Venetian beads have been in production since the 1200s, first in Venice and then on the small island of Murano in Italy. There were only a handful of makers who knew the “secret” of the glass bead, and therefore the market was tightly held. Beadmakers were not permitted to share their secrets with others. The business was very lucrative – merchants commissioned and used Venetian beads to purchase many items, including spices and oils.
Essentially there were two types of beads produced – chevron beads and millefiore. Examples of chevron beads are seen below. Individual chevron beads were produced by the “winding” method whereby several layers of glass (usually 7-9) were wound to create a star like pattern.
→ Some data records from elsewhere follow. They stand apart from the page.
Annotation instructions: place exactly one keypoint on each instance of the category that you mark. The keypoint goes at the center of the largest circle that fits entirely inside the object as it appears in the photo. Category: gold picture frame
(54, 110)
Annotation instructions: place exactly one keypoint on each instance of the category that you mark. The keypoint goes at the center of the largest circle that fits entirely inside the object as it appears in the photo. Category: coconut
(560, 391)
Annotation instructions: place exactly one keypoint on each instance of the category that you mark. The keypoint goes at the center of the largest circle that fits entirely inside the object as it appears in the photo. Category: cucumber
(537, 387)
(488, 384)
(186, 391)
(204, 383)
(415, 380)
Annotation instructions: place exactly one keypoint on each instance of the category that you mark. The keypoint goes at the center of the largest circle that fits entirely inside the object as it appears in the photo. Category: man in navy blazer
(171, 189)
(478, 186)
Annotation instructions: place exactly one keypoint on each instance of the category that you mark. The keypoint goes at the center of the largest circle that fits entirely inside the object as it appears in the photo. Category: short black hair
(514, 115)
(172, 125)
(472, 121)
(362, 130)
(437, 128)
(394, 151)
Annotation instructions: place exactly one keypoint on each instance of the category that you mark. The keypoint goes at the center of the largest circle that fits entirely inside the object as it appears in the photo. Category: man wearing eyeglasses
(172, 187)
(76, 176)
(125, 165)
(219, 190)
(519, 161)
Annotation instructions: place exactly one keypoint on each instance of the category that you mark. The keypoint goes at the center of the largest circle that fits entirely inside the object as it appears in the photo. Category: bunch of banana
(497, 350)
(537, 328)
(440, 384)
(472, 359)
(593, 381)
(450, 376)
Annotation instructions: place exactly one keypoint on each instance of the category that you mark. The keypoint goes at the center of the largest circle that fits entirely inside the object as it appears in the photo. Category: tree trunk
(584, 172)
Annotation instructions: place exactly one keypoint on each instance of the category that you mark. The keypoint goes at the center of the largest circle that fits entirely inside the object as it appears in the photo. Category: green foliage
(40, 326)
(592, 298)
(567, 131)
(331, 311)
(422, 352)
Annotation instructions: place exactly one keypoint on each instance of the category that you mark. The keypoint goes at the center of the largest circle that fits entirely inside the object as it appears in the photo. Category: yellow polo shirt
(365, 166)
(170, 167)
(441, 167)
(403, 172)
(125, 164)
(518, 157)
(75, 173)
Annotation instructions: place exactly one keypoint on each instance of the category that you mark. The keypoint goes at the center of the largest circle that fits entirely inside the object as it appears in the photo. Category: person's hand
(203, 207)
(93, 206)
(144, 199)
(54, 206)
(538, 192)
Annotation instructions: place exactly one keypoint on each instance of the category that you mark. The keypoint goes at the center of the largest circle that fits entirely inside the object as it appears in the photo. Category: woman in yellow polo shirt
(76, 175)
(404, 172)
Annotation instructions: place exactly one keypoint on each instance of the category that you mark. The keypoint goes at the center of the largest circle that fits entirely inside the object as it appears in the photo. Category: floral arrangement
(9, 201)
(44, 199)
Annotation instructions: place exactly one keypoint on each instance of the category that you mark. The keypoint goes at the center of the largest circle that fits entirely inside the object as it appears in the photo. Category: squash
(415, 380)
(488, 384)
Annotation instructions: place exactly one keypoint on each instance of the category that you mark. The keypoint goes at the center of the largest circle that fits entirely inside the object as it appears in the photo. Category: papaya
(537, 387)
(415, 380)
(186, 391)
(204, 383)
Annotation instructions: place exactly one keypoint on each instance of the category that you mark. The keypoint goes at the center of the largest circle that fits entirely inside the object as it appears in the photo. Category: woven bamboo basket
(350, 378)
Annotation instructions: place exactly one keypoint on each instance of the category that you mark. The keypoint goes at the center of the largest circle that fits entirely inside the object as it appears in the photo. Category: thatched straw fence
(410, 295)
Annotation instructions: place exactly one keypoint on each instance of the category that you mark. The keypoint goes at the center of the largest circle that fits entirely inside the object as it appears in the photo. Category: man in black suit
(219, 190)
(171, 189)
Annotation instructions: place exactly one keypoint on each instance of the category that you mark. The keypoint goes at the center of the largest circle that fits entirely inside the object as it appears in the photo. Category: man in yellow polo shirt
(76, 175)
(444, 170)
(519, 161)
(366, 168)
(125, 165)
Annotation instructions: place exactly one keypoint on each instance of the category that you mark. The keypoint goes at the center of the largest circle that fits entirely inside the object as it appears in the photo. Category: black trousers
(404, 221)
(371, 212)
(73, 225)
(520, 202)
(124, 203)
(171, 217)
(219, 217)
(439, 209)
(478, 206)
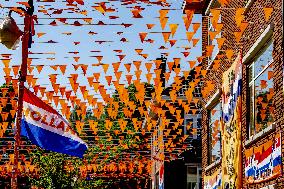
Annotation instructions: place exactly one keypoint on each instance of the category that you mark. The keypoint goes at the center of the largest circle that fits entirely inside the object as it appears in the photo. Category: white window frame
(252, 83)
(215, 99)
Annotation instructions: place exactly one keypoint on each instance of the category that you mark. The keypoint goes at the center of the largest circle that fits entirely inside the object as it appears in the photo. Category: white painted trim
(261, 134)
(213, 165)
(258, 44)
(213, 99)
(209, 6)
(272, 186)
(248, 5)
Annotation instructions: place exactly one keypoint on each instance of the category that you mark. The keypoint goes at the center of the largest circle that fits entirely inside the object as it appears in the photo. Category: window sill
(248, 5)
(212, 165)
(260, 135)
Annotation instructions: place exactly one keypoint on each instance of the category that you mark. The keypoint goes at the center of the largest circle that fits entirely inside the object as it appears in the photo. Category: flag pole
(22, 79)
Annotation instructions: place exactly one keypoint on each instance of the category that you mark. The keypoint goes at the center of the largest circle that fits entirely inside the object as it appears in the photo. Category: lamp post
(22, 79)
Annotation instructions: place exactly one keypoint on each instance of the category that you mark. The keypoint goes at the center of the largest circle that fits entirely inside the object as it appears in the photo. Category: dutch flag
(46, 128)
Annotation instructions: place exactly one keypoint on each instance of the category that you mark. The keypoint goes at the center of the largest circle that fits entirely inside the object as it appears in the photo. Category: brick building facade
(260, 46)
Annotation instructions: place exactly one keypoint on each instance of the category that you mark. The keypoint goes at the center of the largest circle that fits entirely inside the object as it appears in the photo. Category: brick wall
(257, 24)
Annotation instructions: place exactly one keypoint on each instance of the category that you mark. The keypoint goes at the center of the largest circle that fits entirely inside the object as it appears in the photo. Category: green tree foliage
(60, 171)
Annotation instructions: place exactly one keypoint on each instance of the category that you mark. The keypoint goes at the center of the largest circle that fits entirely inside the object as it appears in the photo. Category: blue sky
(109, 33)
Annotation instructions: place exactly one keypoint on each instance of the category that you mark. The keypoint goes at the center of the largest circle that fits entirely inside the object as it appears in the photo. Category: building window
(192, 125)
(194, 174)
(211, 29)
(215, 133)
(261, 90)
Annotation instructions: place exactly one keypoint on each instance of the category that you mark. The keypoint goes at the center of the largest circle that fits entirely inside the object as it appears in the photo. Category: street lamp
(10, 33)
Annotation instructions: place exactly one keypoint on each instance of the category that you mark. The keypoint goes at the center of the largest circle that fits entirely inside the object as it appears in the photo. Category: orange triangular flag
(172, 42)
(148, 66)
(128, 78)
(62, 68)
(137, 64)
(189, 35)
(142, 36)
(166, 36)
(105, 67)
(40, 34)
(150, 26)
(128, 67)
(115, 66)
(267, 12)
(220, 42)
(163, 22)
(195, 27)
(173, 28)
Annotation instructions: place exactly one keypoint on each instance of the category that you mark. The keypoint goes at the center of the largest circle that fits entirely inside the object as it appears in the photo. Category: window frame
(213, 105)
(251, 65)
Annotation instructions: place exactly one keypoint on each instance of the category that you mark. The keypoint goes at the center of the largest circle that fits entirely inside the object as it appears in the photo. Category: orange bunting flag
(40, 34)
(209, 50)
(128, 67)
(189, 35)
(239, 17)
(150, 26)
(194, 42)
(15, 70)
(6, 62)
(267, 12)
(115, 66)
(105, 67)
(118, 75)
(137, 64)
(142, 36)
(163, 22)
(195, 27)
(108, 78)
(148, 77)
(220, 42)
(148, 66)
(172, 42)
(166, 36)
(215, 16)
(173, 28)
(128, 78)
(229, 54)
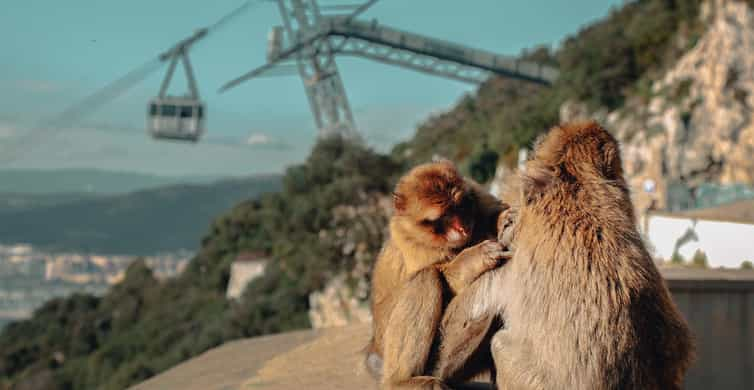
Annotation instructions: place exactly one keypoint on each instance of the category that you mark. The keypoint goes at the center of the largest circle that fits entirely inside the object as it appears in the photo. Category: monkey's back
(594, 308)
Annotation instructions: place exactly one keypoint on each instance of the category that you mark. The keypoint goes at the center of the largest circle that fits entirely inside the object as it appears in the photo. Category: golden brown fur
(583, 304)
(437, 215)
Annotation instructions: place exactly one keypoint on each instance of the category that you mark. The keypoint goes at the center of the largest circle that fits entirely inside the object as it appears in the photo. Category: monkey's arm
(468, 265)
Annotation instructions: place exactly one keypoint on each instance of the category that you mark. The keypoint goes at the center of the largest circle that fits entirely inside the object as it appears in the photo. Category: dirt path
(310, 360)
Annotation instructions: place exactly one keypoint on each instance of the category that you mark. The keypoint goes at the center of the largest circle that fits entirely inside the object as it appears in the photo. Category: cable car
(176, 117)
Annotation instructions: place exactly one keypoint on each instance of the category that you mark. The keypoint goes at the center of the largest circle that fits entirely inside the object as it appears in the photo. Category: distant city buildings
(30, 277)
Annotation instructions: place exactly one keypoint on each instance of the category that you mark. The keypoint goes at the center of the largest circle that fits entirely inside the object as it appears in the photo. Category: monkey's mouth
(456, 236)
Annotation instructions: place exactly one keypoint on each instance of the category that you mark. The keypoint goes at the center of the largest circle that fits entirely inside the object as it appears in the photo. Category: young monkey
(442, 237)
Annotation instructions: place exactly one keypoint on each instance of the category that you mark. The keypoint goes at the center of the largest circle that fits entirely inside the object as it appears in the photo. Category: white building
(724, 233)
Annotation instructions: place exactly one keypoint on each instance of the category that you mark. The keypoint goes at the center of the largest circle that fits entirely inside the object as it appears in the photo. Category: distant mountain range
(139, 223)
(36, 181)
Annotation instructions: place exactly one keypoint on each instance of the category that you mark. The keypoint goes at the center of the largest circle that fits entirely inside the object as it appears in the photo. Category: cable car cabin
(176, 118)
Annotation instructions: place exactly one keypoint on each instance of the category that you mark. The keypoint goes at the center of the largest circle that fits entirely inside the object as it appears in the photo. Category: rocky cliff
(692, 124)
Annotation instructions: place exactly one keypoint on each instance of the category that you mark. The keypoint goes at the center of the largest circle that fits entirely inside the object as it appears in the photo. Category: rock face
(695, 124)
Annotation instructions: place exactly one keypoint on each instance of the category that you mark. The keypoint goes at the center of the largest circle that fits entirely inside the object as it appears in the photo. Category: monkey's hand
(506, 226)
(472, 262)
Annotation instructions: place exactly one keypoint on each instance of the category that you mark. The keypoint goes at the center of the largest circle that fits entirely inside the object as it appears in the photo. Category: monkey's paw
(494, 252)
(506, 224)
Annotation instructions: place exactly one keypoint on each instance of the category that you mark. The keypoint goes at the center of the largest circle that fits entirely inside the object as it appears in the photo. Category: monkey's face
(434, 206)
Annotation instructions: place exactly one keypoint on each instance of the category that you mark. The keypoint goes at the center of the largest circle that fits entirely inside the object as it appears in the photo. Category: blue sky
(54, 53)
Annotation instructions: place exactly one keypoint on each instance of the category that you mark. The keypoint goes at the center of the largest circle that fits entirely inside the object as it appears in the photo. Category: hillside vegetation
(143, 327)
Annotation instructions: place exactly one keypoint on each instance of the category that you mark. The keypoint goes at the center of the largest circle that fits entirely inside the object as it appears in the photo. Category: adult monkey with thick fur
(583, 304)
(437, 215)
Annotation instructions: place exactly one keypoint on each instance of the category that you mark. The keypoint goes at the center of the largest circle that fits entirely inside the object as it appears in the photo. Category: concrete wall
(720, 310)
(726, 244)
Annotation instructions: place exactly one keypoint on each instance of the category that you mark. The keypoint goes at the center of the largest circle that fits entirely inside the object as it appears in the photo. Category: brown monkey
(583, 304)
(437, 215)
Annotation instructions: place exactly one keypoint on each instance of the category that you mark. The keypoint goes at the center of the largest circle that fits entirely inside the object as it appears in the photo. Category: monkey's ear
(534, 183)
(399, 203)
(611, 166)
This bead became in such demand that a production process was begun, whereby tubes of beads were created and then cut to produce individual beads.
A second type of bead produced was called the millefiore bead, or thousand flowers. This bead was produced by making a base bead and applying murrine (small chips of long, pulled, decorative glass) to a base bead. They are called millefiori because the chips resembled flowers.
Because of the high demand for the beads, production of some beads was actually outsourced to Bohemia (now the Czech Republic). Glass tubes were shipped to Bohemia; the workers would cut the tubes into equally sized beads, and then ship them back to Murano for shaping and polishing! I find this fact quite interesting and think it would be another good topic to research – the history of the czech bead!
I used some information sourced from The Bead Chest – you can find many examples of trade beads including ancient Venetian beads in their store, as well as information on their blog. Below you can see examples of my own modern Venetian bead collection. I purchased these in Venice several years ago. My beads are blown bead (hollows) and also beads that have silver foil as an inside layer. You can also find millefiore and chevron beads today, but I am partial to these ones!
A reliable source for modern Venetian beads is the Venetian Bead Shop. You can purchase “venetian” beads in hobby stores or other on-line venues, but you do have to realize that many of them are made in China and won’t be genuine Venetian beads, nor will they be annealed or sturdy for your designs.